Minyan Mailbag: Don't Fight the Fed
Note: Our goal in Minyanville is to remove intimidation from the financial markets and encourage an interactive dialogue among the Minyanship. We share this next column with that very intent.
Since January, stock index rallies have been weak and of short duration. If it isn't yet clear to investors that distribution is occurring, I don't know what it takes. Although the Fed is coming out of an unprecedented easing cycle that may somewhat alter the 3 steps and a stumble rule, the Fed's seven interest rate increases should still provide investors' some "cause for pause".
The equity markets' decline comes as no surprise.
What does baffle me is that the dollar, gold, and long-bonds seemingly have not come to grips with the idea that Greenspan can't increase interest rates a lot higher without taking the U.S. economy into a depression on the eve of his departure from the Federal Reserve (not a legacy that he would likely deem acceptable).
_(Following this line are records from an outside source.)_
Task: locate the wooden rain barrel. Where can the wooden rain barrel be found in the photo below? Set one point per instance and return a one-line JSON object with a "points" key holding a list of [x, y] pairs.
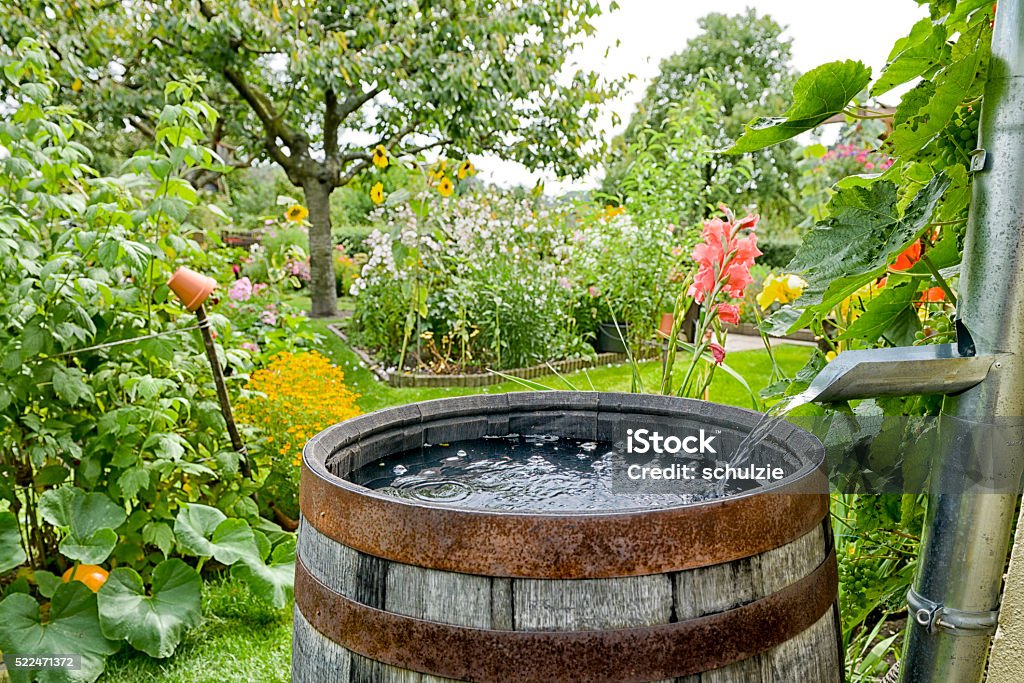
{"points": [[740, 589]]}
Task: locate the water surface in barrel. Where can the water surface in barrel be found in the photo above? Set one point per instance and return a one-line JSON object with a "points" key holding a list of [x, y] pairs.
{"points": [[529, 473]]}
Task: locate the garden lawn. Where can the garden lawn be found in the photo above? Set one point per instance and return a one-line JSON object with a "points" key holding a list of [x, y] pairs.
{"points": [[242, 640]]}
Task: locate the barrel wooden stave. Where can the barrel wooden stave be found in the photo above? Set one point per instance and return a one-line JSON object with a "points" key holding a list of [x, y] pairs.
{"points": [[527, 604], [460, 598]]}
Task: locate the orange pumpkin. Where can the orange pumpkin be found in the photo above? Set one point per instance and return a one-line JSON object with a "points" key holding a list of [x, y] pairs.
{"points": [[91, 574]]}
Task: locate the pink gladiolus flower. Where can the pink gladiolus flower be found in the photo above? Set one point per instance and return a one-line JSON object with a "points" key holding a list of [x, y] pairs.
{"points": [[717, 352], [728, 313], [724, 258], [242, 290]]}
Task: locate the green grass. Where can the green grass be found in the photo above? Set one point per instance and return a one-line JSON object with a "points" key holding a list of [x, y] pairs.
{"points": [[243, 640]]}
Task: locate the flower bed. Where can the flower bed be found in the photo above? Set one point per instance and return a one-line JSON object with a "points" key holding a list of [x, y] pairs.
{"points": [[491, 282]]}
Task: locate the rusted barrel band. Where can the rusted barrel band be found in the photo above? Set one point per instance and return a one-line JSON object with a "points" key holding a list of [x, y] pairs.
{"points": [[562, 546], [622, 655]]}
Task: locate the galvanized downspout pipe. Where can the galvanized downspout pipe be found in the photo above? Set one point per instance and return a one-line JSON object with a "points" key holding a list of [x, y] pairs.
{"points": [[955, 598]]}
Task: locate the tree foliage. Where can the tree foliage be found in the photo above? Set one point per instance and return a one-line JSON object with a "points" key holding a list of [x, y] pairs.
{"points": [[741, 62], [315, 86]]}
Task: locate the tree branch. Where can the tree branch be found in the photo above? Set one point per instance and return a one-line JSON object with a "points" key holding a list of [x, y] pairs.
{"points": [[332, 121], [355, 101], [264, 110]]}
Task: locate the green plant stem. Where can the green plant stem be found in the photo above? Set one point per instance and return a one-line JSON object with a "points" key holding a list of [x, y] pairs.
{"points": [[939, 279]]}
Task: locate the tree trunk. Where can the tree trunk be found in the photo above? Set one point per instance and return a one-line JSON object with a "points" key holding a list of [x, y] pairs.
{"points": [[322, 285]]}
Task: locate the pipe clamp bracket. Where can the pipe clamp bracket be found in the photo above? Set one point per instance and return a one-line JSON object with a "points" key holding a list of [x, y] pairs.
{"points": [[978, 160], [935, 617]]}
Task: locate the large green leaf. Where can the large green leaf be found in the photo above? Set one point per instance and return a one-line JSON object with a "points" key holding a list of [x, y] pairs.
{"points": [[154, 623], [912, 56], [72, 628], [83, 513], [194, 526], [924, 116], [863, 233], [11, 553], [88, 519], [818, 95], [883, 311], [206, 531], [271, 582], [91, 549]]}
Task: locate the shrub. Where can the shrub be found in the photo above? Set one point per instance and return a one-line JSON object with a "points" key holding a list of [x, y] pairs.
{"points": [[294, 397], [111, 443]]}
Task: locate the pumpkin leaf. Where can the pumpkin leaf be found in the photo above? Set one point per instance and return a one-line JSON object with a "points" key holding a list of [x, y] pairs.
{"points": [[818, 95], [72, 628], [206, 531], [154, 623], [884, 310], [11, 553], [863, 233], [271, 583], [88, 519]]}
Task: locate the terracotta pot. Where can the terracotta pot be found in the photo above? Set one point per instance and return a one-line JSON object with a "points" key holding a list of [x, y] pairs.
{"points": [[192, 288]]}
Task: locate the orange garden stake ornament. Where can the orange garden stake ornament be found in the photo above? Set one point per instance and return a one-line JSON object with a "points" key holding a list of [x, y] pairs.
{"points": [[193, 289]]}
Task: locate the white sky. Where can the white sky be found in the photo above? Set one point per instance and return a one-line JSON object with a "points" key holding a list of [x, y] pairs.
{"points": [[648, 31]]}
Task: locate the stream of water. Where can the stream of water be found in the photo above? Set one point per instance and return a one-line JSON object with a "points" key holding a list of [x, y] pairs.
{"points": [[769, 419]]}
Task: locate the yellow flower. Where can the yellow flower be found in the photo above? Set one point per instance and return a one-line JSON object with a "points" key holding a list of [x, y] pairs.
{"points": [[377, 193], [612, 211], [782, 289], [296, 213], [445, 187], [437, 171]]}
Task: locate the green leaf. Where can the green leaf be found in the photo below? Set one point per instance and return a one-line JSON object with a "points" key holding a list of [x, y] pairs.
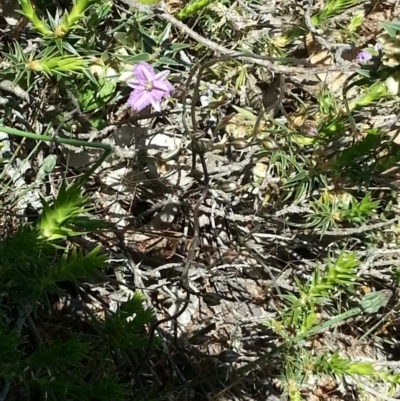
{"points": [[391, 27], [93, 97]]}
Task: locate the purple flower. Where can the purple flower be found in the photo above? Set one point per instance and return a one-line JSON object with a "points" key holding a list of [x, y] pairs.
{"points": [[365, 56], [149, 88]]}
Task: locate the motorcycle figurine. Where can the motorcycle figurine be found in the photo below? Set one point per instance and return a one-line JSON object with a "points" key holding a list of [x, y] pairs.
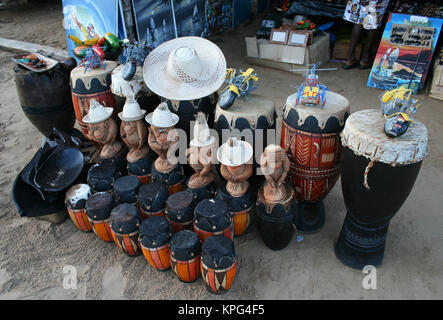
{"points": [[240, 84]]}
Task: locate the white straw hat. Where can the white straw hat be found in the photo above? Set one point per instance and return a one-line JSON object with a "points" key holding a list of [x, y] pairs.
{"points": [[202, 135], [162, 117], [234, 152], [185, 68], [97, 113], [131, 111]]}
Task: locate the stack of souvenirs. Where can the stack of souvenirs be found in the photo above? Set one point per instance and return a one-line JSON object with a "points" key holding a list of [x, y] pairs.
{"points": [[139, 193]]}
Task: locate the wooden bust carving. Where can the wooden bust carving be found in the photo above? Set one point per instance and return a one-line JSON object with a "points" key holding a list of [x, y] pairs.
{"points": [[234, 155], [201, 154], [133, 130], [103, 129], [162, 122], [275, 165]]}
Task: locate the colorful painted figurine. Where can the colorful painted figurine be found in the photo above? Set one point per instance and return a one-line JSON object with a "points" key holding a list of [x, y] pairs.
{"points": [[239, 85], [103, 129], [398, 107]]}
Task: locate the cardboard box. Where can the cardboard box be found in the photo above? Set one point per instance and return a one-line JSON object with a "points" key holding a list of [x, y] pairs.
{"points": [[286, 56]]}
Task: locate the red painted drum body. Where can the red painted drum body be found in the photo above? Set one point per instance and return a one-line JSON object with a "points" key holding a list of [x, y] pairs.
{"points": [[94, 84], [310, 136], [378, 173]]}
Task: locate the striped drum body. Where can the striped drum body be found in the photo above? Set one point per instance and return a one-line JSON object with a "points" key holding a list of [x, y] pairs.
{"points": [[310, 136], [94, 84]]}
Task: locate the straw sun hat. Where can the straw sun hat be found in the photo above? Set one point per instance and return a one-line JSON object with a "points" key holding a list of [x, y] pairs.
{"points": [[234, 152], [162, 117], [97, 113], [185, 68]]}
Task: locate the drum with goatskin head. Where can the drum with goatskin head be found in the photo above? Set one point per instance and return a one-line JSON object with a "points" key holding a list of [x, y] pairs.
{"points": [[378, 173]]}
That leaves what seems to be an almost inevitable outcome of the Fed discontinuing their interest rate hikes once the economy shows resilient weakness, having already resolved that they will have to live with the dollar consequences that result (or at least allow Japan and China to worry about it if they want to).
Gold is just above the trendline under the lows going back to 2000. I'm adding to gold today. It seems that investors will eventually figure out the only viable lesser-of-evils for Greenspan to choose.
Your analysis is the crux of the bet between Scott and I. We made the bet just to instruct Minyans. I agree fully that the Fed must turn around and go the way of complete destruction at some point, but don't think it will be by Scott's deadline.
We truly are in amazing economic times...the grand experiment. But like experiments in physics, you can't alter the rules of nature.
I have added to gold/gold stocks as well.
Behind the scenes, the Patriot Act II is playing a role in currencies. It seems that it is now almost impossible for a U.S. citizen to open a bank account outside the U.S. This has amazing implications.